1. A method for transmitting feedback information, executed by a terminal device or a module within a terminal device, characterized in that, The method includes: Receive first configuration information, which is used to indicate a one-to-one correspondence between M reference time units and multiple cells in the M reference time units configured to send Hybrid Automatic Repeat Request (HARQ) feedback information, where M is a positive integer; Receive the Physical Downlink Shared Channel (PDSCH), wherein the end symbol of the PDSCH is located in the first reference time unit among the M reference time units; Based on the first reference time unit, a second reference time unit is determined among the M reference time units, wherein the second reference time unit is after the first reference time unit, and the second reference time unit is separated from the first reference time unit by a reference time unit of K1, where K1 is an integer greater than or equal to zero; Based on the second reference time unit and the one-to-one correspondence, a target time unit on the target cell is determined, wherein the target cell is the cell corresponding to the second reference time unit in the one-to-one correspondence, and the target time unit is a time unit on the target cell that has time domain overlap with the second reference time unit; The HARQ feedback information of the PDSCH is sent on the target time unit of the target cell; Wherein, the M reference time units have the same time domain length, and the time domain length of the reference time unit is determined according to the first subcarrier interval, which is: The subcarrier interval with the largest value among the subcarrier intervals corresponding to the multiple cells, or the subcarrier interval with the smallest value among the subcarrier intervals corresponding to the multiple cells.

2. The method according to claim 1, characterized in that, The target time unit is the earliest time unit in the target cell that overlaps with the second reference time unit in the time domain.

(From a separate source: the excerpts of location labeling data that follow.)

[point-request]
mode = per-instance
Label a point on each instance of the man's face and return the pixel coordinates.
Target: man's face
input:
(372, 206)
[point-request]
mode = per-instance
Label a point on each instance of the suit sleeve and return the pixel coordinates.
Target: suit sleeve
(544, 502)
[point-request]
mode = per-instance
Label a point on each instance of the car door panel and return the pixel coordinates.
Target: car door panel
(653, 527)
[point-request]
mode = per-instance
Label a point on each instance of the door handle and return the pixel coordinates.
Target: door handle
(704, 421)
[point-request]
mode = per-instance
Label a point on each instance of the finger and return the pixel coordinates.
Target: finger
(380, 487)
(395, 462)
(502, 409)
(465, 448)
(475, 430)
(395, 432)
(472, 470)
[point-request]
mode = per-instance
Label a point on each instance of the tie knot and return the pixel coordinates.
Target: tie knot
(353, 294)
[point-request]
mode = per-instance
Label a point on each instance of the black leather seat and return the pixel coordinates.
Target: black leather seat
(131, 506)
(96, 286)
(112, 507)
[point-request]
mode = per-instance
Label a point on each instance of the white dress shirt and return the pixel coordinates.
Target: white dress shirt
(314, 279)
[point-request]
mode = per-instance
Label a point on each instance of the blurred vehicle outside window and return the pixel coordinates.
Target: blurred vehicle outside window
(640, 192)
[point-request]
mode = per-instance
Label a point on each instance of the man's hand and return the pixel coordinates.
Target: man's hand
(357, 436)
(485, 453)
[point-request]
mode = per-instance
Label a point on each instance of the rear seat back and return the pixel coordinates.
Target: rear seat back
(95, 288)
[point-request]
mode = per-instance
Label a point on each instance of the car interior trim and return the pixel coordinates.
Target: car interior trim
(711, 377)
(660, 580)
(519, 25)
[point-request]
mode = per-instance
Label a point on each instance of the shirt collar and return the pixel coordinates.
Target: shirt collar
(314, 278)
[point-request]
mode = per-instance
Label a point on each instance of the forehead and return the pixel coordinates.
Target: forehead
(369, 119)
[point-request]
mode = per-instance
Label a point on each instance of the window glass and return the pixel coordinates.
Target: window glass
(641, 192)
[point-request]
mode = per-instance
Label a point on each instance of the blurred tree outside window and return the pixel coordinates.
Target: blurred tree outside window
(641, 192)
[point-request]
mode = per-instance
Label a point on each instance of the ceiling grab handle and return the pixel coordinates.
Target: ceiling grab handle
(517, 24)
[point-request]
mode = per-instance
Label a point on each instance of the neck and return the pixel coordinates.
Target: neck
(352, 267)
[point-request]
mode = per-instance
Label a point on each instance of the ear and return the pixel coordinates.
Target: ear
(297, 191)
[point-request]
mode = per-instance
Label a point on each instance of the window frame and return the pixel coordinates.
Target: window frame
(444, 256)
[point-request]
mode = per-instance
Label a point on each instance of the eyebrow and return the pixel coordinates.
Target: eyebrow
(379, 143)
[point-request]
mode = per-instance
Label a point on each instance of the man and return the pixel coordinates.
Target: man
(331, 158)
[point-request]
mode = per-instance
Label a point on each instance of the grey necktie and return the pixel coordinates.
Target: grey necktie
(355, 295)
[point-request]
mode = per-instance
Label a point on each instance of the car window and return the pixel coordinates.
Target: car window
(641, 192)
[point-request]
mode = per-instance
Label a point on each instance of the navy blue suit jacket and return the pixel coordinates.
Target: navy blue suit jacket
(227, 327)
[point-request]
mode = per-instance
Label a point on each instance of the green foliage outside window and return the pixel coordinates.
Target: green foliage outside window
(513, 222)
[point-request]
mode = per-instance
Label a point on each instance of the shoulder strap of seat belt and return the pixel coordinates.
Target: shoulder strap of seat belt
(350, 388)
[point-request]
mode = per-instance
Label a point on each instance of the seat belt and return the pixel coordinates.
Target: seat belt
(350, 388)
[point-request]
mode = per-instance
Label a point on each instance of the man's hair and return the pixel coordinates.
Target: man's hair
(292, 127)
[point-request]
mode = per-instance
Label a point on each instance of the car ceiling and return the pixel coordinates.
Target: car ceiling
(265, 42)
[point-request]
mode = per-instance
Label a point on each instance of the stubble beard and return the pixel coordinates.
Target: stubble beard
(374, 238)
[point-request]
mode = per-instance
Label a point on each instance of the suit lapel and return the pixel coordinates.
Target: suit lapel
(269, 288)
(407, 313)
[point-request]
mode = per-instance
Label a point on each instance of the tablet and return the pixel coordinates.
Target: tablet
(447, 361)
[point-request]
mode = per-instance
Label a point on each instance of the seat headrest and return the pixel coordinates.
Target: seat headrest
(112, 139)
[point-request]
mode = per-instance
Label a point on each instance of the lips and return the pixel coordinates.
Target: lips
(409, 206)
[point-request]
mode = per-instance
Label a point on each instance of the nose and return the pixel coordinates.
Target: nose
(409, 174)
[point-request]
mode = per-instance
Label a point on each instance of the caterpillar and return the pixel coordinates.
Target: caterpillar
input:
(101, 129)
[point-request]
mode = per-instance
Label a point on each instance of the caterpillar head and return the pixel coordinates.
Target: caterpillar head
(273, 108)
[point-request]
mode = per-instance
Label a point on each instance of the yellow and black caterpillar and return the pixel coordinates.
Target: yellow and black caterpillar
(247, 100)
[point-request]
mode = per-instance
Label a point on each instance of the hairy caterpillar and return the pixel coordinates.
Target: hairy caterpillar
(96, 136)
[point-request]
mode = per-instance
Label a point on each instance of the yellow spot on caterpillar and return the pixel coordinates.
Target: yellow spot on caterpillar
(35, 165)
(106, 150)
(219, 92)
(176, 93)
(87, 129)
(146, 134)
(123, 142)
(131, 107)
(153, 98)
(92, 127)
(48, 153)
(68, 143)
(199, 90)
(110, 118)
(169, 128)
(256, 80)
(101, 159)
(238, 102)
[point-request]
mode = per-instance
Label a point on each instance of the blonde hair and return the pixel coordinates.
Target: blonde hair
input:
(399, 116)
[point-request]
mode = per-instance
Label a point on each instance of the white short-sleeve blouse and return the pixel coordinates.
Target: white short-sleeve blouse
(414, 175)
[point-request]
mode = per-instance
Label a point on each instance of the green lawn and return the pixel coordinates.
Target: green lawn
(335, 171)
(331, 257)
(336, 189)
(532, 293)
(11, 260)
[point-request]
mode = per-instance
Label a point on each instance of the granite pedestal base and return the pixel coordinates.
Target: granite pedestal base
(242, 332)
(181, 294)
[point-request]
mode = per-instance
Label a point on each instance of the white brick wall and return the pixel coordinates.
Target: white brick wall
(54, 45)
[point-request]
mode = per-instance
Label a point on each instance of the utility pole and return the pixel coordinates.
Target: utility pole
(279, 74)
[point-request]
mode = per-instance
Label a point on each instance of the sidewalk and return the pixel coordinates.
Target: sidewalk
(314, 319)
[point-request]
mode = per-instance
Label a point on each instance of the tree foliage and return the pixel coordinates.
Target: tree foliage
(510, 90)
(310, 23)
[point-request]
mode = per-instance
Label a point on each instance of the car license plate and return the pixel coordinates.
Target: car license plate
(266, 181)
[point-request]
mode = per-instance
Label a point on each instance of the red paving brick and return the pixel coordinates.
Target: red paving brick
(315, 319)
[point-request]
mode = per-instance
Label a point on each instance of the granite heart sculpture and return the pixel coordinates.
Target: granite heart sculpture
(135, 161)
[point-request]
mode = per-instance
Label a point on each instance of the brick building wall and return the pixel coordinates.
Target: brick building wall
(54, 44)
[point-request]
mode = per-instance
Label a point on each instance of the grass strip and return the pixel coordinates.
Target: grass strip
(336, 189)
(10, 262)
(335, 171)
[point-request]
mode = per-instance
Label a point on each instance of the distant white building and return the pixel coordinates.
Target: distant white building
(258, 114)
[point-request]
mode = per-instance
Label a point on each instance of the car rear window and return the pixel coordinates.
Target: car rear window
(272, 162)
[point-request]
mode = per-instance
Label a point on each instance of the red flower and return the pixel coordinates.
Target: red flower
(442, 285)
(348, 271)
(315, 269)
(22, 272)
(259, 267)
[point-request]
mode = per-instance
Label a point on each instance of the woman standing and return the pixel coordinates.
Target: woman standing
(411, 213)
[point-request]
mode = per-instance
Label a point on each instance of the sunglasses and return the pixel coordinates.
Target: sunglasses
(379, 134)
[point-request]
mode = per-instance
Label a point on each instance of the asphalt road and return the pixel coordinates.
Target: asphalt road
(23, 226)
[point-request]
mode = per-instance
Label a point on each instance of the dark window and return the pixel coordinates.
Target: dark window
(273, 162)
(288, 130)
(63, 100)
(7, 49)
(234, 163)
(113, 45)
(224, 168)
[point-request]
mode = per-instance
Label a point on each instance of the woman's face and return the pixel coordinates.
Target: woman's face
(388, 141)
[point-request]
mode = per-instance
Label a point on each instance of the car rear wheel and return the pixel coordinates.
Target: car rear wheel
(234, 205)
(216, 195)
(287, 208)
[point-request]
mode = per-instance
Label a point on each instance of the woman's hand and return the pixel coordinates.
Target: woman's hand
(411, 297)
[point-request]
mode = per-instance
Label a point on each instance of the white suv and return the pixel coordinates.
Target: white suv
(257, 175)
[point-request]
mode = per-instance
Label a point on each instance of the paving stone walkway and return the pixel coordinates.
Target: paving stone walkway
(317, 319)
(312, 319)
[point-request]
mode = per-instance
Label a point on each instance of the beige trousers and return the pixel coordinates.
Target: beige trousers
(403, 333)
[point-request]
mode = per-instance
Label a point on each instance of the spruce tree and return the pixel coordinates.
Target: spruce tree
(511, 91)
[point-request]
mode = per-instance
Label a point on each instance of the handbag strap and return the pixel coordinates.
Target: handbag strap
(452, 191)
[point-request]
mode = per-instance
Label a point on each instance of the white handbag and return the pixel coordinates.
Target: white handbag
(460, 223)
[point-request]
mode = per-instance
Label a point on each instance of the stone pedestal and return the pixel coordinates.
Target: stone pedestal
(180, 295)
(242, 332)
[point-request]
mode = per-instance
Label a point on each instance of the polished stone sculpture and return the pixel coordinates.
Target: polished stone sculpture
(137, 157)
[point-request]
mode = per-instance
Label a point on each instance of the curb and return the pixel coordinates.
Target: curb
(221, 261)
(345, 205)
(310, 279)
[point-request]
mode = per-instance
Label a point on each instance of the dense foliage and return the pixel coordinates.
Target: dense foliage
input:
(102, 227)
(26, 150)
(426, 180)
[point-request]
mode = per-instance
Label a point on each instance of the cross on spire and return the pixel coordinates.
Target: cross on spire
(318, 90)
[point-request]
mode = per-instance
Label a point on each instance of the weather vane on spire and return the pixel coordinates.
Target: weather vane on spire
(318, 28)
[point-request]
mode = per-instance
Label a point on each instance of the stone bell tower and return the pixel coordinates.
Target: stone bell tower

3. The method according to claim 1 or 2, characterized in that, K1 is the downlink control information (DCI) indication that schedules the PDSCH, and K1 is a value in the K1 set.

4. The method according to claim 3, characterized in that, The K1 set satisfies at least one of the following: The K1 set is the K1 set configured in the cell where the PDSCH is located; The K1 set is the K1 set configured in the primary cell accessed by the terminal device; The K1 set is the K1 set configured for the cell with the smallest subcarrier interval among the plurality of cells; The K1 set is the K1 set configured for the cell with the largest subcarrier interval among the multiple cells.

5. A method for transmitting feedback information, executed by a terminal device or a module within a terminal device, characterized in that, The method includes: Receive first configuration information, which is used to indicate a one-to-one correspondence between M reference time units and multiple cells in the M reference time units configured to send Hybrid Automatic Repeat Request (HARQ) feedback information, where M is a positive integer; Receive the Physical Downlink Shared Channel (PDSCH), wherein the end symbol of the PDSCH is located in the first reference time unit among the M reference time units; The second reference time unit is determined from the M reference time units based on the first reference time unit, wherein the second reference time unit is after the first reference time unit, and the second reference time unit is separated from the first reference time unit by K1 reference time units, where K1 is an integer greater than or equal to zero; Based on the second reference time unit and the one-to-one correspondence, a first time unit on the first cell is determined, wherein the first cell is the cell corresponding to the second reference time unit in the one-to-one correspondence, and the first time unit is a time unit on the first cell that overlaps with the second reference time unit in the time domain. When the first physical uplink control channel (PUCCH) resource overlaps with downlink symbols or flexible symbols in the time domain, a second time unit is determined. The second time unit is located after the first time unit. The first PUCCH resource is the PUCCH resource of the first cell, located within the first time unit, and configured to carry HARQ feedback information of the PDSCH. The second PUCCH resource within the second time unit transmits the HARQ feedback information of the PDSCH, and the second PUCCH resource does not overlap with downlink symbols and flexible symbols in the time domain.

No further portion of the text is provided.